Alemany afirma que as prisões são importantes, mas o fundamental, através das análises financeiras e contábeis, é buscar o "caminho do dinheiro".
“Os grandes líderes dessas organizações estão todos presos. Então, combater, asfixiar o braço financeiro dessas organizações é um bom caminho para trabalhar crime organizado. Mas sempre com foco na questão do sequestro de bens e do bloqueio de contas. Buscar o caminho do dinheiro e retirar esse dinheiro dos criminosos", alertou.
Diferentes esquemas
Os caminhos da lavagem de dinheiro são variados. As investigações do Departamento de Combate à Lavagem de Dinheiro lidam frequentemente com análises financeiras e contábeis, além de relatórios de inteligência financeira (RIF) do Conselho de Controle de Atividades Financeiras (COAF). O órgão passou do controle do Ministério da Justiça, de Sérgio Moro, para o Ministério da Economia.
Segundo Patricia, casos mais recentes envolvem empresas de fachada. Outros, principalmente envolvendo a Macla, empresa ligada à milícia de Campo Grande, demonstram a utilização do sistema chamado Mescla, em que uma atividade lícita de uma empresa é utilizada para lavar dinheiro ilícito.
“Quando é empresa de fachada, fica mais claro porque aquela empresa ali muitas vezes nem existe. Quando a empresa faz uma mescla, ela faz uma parte da atividade lícita também e mistura com o dinheiro ilícito, que é comum nessas organizações", avaliou.
Há vezes, no entanto, em que criminosos usam o próprio sistema financeiro como arma para cometer crimes, como a utilização de "contas de passagem".
"É uma estrutura bancária onde você tem contas que só servem para passar para outras contas o dinheiro. É uma maneira de você dificultar o rastreamento desse dinheiro", explicou a delegada.
Milícia e contravenção na mira
Em fevereiro, a Polícia Civil cumpriu mandados de busca e apreensãoem endereços ligados à milícia de Santa Cruz, principalmente a Luís Antônio da Silva Braga, o Zinho, irmão do líder da organização criminosa, conhecido como Ecko. Foi sequestrada sua mansão de R$ 1,7 milhão no Recreio dos Bandeirantes, na Zona Oeste do Rio.

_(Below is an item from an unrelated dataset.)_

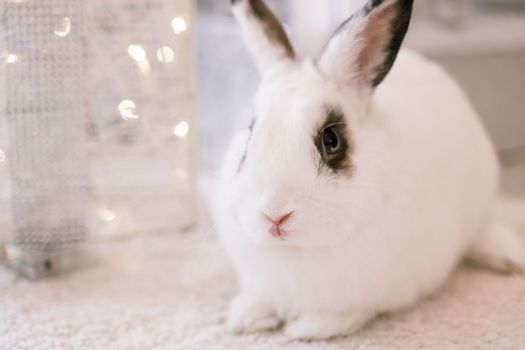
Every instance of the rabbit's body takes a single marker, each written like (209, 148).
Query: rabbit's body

Além dessa mansão, foram apreendidos:
Sítio em Seropédica, na Baixada Fluminense, avaliado em R$ 1,3 milhão. O imóvel pertence a Danilo Dias Lima, chefe da milícia que atua no município e também em parte de Nova Iguaçu,
Imóvel no Centro de Itaguaí, também de Danilo Dias Lima, avaliado em R$ 850 mil.
Casa de um policial em Campo Grande, na Zona Oeste, no bairro Rio da Prata, avaliada em R$ 1 milhão;
Em junho, o departamento fez operação para cumprir mandados de busca e apreensão contra suspeita de envolvimento em lavagem de dinheiro usando empresas de fachada.
As investigações tiveram início a partir de um relatório do Conselho de Controle de Atividades Financeiras (Coaf), órgão do governo federal, que detectou movimentações atípicas em uma concessionária de carros e numa loja de doces no Centro do Rio.
Nos documentos, encaminhados ao Ministério Público do RJ, se verificou que a loja de doces movimentou R$ 2,5 milhões em suas contas durante nove meses de 2018. O faturamento médio informado era de R$ 6,6 mil mensais.
Equipes do Departamento de Investigação de Lavagem de Dinheiro e Combate à Corrupção da Polícia Civil estão em endereços na Barra da Tijuca e no Centro do Rio.
A Operação Nickel, como foi batizada, se refere à exploração de máquinas caça-níqueis. Essa é uma suspeita dos investigadores para os valores movimentados nas empresas.